One of its exercises is a recreation of a 1746 incident when a French fleet threatened Boston. A teacher playing Thomas Prince leads the students in prayer and “call[s] upon God to bring a storm and wipe out the ships,” whereupon their prayers are answered, showing God’s special protection of America. The lesson then connects the site of Prince’s prayer, the Old South Church, to Samuel Adams and thus to the American Revolution. It trumpets the role of the “Black Robe Brigade,” putting ministers at the center of the revolution while ignoring the fact that Christian ministers could be found on both sides of the conflict.
This is an incredible distortion of American history, and it highlights a tremendous irony: by adopting this explicitly religious model of instruction, adapting it to U.S. history, and holding the event in Christian churches, the Christian right in the U.S. is doing precisely what it accuses Islam of doing: taking places of worship and turning them into vehicles for political indoctrination. No wonder they assume that the proposed Islamic center would do the same.
This projection is no accident. Much as they might deny it, American Christianists have some things in common with radical Islamists. Both reject the separation of church and state, and both see secular American society as plagued by moral degeneration.
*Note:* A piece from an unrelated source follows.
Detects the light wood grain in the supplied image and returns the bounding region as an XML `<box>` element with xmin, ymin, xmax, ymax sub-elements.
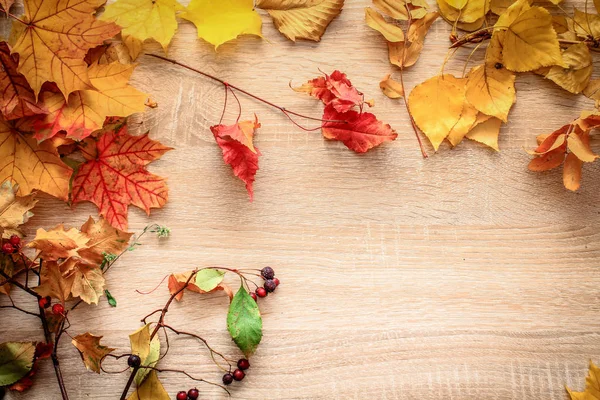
<box><xmin>0</xmin><ymin>0</ymin><xmax>600</xmax><ymax>400</ymax></box>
Two days after 9/11, Jerry Falwell blamed “the pagans, and the abortionists, and the feminists, and the gays and the lesbians who are actively trying to make that an alternative lifestyle, the ACLU, the People for the American Way—all of them who have tried to secularize America—I point the finger in their face and say ‘you helped this happen.'” And Pat Robertson sat there and agreed.
More recently, in reaction to the California gay marriage decision, columnist and former vice-president of the Moral Majority Cal Thomas wrote: “Muslim fanatics who wish to destroy us are correct in their diagnosis of our moral rot…. While their solution—Sharia law—is wrong, they are not wrong about what ails us.” Thomas doesn’t say what the right solution is, but it doesn’t seem a stretch to suggest that, for him, it is Biblical law. His problem is not with religious law, as long as it is the right religious law.
When people react with such vehemence against the building of mosques, they are revealing far more about themselves than about Muslims. They are projecting their own theocratic political vision onto their perceived enemies. While I’m not suggesting that people like Fischer and Thomas are crypto-terrorists, their ideas are dangerous, fanatical and antithetical to American principles.